Partnership placements such as these are not accidental – nor are the callings to serve at a time like this coincidental. But rather it is the full expression of God’s love and the incredibly practical way in which we do missions. We are reminded that our greatest ability is our availability – to the Lord and for our neighbors in need, whether they be a house, a city, a country or continent away.  

You asked: “What can I do?”

We believe there are three practical ways you can make a difference, right now, regardless of where you are in the world.


We serve a God who can do infinitely more than we could ever imagine, and so at the forefront of anything we seek to accomplish, we start and proceed with prayer. Consider making the Syrian refugees – as well as our brothers and sisters who will encounter them with soft hearts and open arms – part of your regular prayer time.

Support a Vineyard Missions partnership.

This is how missions change lives. If the Lord has placed the Syrian refugees upon your heart, your engagement with and support of those who are in the vicinity and reaching out to refugees is a critical way to make a difference. Contact us if your church would like to get involved with one of our partnerships and learn more specifics about their in-country activities.

Engage in the conversation – and keep praying.

The Syrian refugee crisis is among the biggest and complex humanitarian challenges of this generation. There is no definitive roadmap for solving such a multi-faceted crisis. As we lean into God and seek his wisdom, we also need to ask those great “what if” questions. In doing so, what might we learn from our brothers and sisters who have gone before us to face similar humanitarian challenges? What might be able to accomplish together? How might avoid past missteps and instead build upon previous successes?

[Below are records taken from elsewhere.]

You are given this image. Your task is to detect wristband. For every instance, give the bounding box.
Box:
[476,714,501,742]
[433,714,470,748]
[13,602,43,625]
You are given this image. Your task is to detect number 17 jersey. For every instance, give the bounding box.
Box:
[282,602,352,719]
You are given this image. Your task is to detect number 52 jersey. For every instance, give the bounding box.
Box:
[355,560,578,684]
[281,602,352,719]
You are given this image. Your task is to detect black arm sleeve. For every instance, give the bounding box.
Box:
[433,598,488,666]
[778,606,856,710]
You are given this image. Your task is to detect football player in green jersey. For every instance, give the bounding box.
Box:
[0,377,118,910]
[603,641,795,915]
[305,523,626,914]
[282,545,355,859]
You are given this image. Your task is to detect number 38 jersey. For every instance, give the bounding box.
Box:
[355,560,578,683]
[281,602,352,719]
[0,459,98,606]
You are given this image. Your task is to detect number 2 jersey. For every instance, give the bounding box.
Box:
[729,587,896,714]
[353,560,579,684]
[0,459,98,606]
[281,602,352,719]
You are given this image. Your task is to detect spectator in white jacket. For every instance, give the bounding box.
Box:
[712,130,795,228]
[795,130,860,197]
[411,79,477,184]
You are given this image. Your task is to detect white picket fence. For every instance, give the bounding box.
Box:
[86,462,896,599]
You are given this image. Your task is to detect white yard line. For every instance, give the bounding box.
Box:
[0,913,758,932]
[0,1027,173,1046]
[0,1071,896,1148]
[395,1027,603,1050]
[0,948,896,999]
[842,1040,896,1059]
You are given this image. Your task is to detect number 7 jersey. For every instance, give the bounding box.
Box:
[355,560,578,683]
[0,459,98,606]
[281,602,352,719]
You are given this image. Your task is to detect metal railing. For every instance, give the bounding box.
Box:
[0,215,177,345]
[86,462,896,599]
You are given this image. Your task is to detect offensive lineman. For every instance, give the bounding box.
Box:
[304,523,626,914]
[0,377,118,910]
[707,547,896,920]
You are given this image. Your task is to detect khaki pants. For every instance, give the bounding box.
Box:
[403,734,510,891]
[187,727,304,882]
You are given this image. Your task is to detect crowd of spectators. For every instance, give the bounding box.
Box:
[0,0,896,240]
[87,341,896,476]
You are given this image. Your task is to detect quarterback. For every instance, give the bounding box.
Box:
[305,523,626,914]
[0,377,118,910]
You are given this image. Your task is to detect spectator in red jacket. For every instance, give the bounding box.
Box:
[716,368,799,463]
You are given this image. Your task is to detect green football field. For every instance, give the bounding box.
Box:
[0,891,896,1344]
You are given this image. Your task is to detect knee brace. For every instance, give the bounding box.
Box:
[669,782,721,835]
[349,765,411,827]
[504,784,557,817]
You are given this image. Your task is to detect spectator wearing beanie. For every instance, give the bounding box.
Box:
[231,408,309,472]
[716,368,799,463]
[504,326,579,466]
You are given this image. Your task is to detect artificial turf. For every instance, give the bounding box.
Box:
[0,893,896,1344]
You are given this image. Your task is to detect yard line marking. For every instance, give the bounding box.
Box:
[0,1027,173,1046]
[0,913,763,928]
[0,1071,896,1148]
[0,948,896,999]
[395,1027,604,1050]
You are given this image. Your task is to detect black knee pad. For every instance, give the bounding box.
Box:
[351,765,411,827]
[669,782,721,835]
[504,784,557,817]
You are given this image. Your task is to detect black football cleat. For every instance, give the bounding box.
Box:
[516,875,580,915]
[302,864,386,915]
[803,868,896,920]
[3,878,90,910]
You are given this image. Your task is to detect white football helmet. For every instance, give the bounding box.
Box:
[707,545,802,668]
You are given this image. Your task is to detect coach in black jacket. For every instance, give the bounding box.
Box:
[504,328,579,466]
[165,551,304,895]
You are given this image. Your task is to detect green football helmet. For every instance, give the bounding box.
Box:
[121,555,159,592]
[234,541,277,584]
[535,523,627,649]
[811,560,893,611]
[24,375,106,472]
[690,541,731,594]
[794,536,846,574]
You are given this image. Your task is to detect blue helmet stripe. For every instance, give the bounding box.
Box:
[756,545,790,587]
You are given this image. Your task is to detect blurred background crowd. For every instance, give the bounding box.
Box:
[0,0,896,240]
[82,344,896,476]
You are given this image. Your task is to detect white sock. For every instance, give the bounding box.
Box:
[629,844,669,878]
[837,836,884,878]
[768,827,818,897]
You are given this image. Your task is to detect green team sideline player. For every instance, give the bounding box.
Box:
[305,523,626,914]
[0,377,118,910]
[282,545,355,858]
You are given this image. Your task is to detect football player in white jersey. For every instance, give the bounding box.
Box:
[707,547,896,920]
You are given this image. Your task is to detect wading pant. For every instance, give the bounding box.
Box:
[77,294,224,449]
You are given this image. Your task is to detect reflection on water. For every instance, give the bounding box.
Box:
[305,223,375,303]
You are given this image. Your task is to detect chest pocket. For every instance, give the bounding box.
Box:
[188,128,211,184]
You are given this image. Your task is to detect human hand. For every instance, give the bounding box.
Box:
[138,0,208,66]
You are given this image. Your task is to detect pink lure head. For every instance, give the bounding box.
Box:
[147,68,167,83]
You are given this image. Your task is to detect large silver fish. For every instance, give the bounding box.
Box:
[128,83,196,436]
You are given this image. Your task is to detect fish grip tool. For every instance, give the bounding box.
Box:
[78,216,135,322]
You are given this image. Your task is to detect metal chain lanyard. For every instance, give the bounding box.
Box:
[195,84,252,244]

Let’s ask those great “what ifs” – of ourselves, in our churches and small groups, and let’s continue the conversation and share ideas. Let us lift up our brother and sister across the globe and invite in new ways to make a difference in millions of lives that are, in a word – desperate. Let’s pray that they become witness to the love and compassion of Jesus in ways they could never have imagined as they walk this difficult road.